Diante das descobertas de itens arqueológicos de mais de 2.500 anos atrás, na necrópole de Saqqara, no sul do Cairo, a história do Egito Antigo voltou a ganhar destaque entre os vestibulandos.
Para ajudar a entender mais sobre este contexto histórico, o R7 entrevistou professores de cursinhos, que explicam de qual forma o tema pode ser cobrado nas provas do Enem (Exame Nacional do Ensino Médio), que ocorrem no mês de novembro deste ano. Confira:
Alfredo Terra Neto, professor de história e orientador educacional do curso Pré-Vestibular da Oficina do Estudante de Campinas (SP), explica que os estudos tradicionais de história costumam dividir o período da Antiguidade, em dois grandes blocos: Antiguidade Oriental e Antiguidade Clássica. “A Antiguidade Oriental aborda as civilizações que surgiram um pouco antes de 4.000 a.C., na região que conhecemos atualmente como Oriente Médio, sendo as principais: os povos que viveram na Mesopotâmia, os egípcios, os fenícios e os persas”, explica. “Já a antiguidade clássica aborda as civilizações Grega e Romana, consideradas fundamentais para a formação dos pilares que compõem o mundo ocidental”.
Para Neto, em termos percentuais, a possibilidade de que antiguidade oriental esteja presente no Enem é pequena. “Uma possibilidade provável, seria a cobrança de Grécia e Roma e talvez, a sua interface com as civilizações da antiguidade oriental”, esclarece.
Neto explica que o Egito possuía uma economia agrária, dependente das cheias do rio Nilo. Tinha uma estrutura política centralizada, composta por um grande número de funcionários públicos (uma vasta burocracia). O poder político ficava concentrado nas mãos do Faraó em um regime político que pode ser denominado Teocracia, visto como um deus ou representante de deus, a depender do Faraó em questão e da época.

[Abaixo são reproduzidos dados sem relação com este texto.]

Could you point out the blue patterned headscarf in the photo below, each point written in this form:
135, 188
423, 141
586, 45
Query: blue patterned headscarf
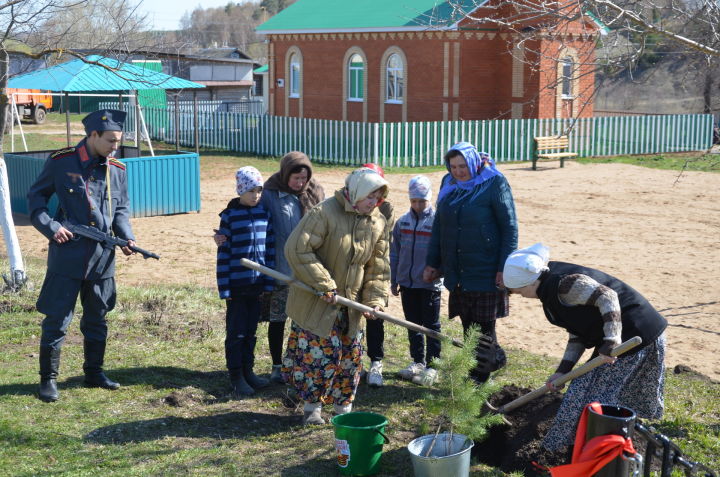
482, 169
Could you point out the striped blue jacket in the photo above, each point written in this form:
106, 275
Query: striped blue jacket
250, 236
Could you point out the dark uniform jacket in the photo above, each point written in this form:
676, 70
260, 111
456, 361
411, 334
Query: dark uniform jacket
638, 316
79, 181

“A Sociedade do Egito era praticamente sem mobilidade social, com algumas pequenas exceções. A população trabalhava no regime de Servidão Coletiva, prestando serviços para o Estado, através da agricultura ou dos trabalhos em obras públicas. Do ponto de vista religioso, vale destacar que os egípcios eram politeístas [que acredita na existência de vários deuses], como a maioria dos povos da antiguidade”, comenta.
Gabrieli Simões, professora do Poliedro Curso de São Paulo explica que a Era do Egito Antigo compreende o período que vai da Unificação entre o Alto Egito e o Baixo Egito (3100 a.C.) até a conquista do Egito pelos romanos (30 a.C.). “Durante este período, os egípcios desenvolveram uma civilização baseada na dependência em relação ao Rio Nilo, que possibilitava a agricultura em meio ao deserto do Saara. Além disso, o período é marcado por grandes construções comandadas pelos Faraós, especialmente monumentos funerários, como as pirâmides de Gizé, e obras de infraestrutura, nas quais é possível encontrar até hoje registros escritos (hieróglifos) e artísticos desta civilização”, diz.
Do ponto de vista da professora, para os vestibulares, os candidatos devem ter atenção especialmente às características culturais, como a religião, que era politeísta, antropozoomórfica e com crença na vida após a morte; política que era teocracia e comandada pelo Faraó, e economia, que era agrícola, sendo as terras pertencentes ao Estado e cultivadas pelos camponeses em regime de servidão coletiva.
“É necessário se atentar às diversas relações dos egípcios com outros povos da antiguidade, como os hebreus, gregos e romanos, com quem mantinham estreitas relações comerciais e trocas culturais. Tais relações multiculturais possibilitaram a sobrevivência de legados importantes da cultura egípcia, como nas artes e na medicina”, conclui.